Tuesday, November 27, 2012

Automatically Maintaining Entity Count in Google Appengine Datastore

For a server application, it's always good to keep capacity limit in mind. No resource is unlimited. On Google Appengine, a typical case is the entities in Datastore. This article describes how to maintain entity count within designed limit, in an automated manner. It's achieved by the following two steps in general:
  • Check the capacity in a regular basis.
  • Delete the excessive entities.
Practical tips are also presented, including:
  • Use back end server to do the task - save front end CPU time, and perform time consuming task.
  • Use cron job and task queue to arrange daily task automatically and robustly.

Background
The Robotypo (http://robotypo.appspot.com) on Appengine hosts fights between robots - special Java programs. The result of each fight is stored. However, to keep the result count in a reasonable limit without exceeding the quota limit, the old ones should be deleted.

To achieve this, a back end instance is created for the task, and a cron job is configured to schedule daily maintenance. A specifically configured task queue is used to assure sequential task execution on the back end server instance.
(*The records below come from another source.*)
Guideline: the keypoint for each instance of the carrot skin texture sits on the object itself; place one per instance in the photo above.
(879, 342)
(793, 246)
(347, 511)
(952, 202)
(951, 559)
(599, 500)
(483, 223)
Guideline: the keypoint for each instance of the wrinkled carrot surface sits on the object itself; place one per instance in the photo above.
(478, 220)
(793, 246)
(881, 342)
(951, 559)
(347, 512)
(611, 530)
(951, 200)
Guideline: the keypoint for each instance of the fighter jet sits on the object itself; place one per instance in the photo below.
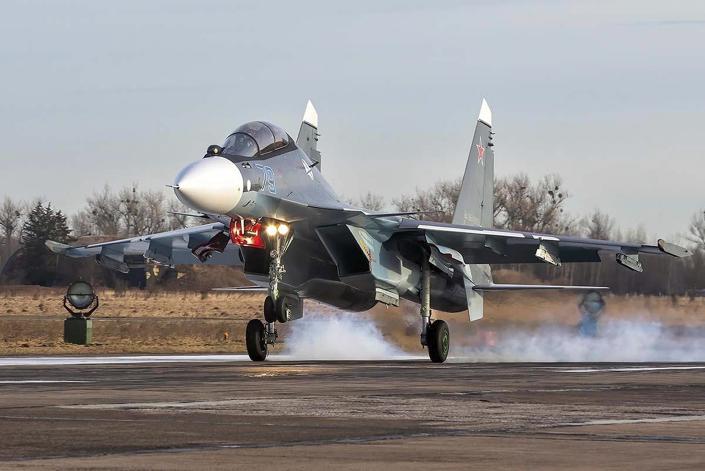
(270, 209)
Benefits of using back end server

Using back end server saves CPU time of front end server, and if maintenance task takes long to complete, only the back end server can do that. Here a back end server named "auto" is defined. It's a dynamic instance which is automatically shutdown when idle. This saves CPU time. The definition in backends.xml looks like this:

 <backend name="auto">
   <class>B2</class>
   <instances>1</instances>
   <options>
     <dynamic>true</dynamic>
   </options>
 </backend>


Scheduling maintenance task

There are multiple entity kinds to maintain, and several other maintenance tasks. The first idea came into mind was to create multiple cron jobs, and each of them starts one task. There are several limitations with this approach:
  • There are cases that one maintenance task should happen before others (e.g. reduce the data complexity, or avoid unnecessary computing). It's hard to manage the relationship using only cron jobs, which only control fixed start time points.
  • If you control the sequence by leaving sufficient time between the pre-required task and the successor task, that may work. But you are likely not sure about when the pre-required task actually completes. It may complete within 1 second, or lasts for hours. You can leave big time interval between such tasks to make sure the pre-required task is completed before starting the following ones, but that will cause waste of time (server idle) in most of the case.
A practical approach is by using cron job with task queue. Here a cron job is created to submit a trigger for the daily maintenance task. Only one cron job is created. The cron job targets to the back end server named auto by using the <target> attribute:



  <cron>
    <url>/auto/maint?f=dailyTaskTrigger</url>
    <target>auto</target>
    <description>Daily task trigger</description>
    <schedule>every day 02:30</schedule>
  </cron>


In the daily maintenance task (/auto/maint), multiple maintenance sub tasks are scheduled in sequence, to a specific queue named backend-queue. Here's the source code example in the Java servlet, which schedules tasks to the back end server instance:

    Queue queue = QueueFactory.getQueue("backend-queue");
    String backendAddress = BackendServiceFactory.getBackendService()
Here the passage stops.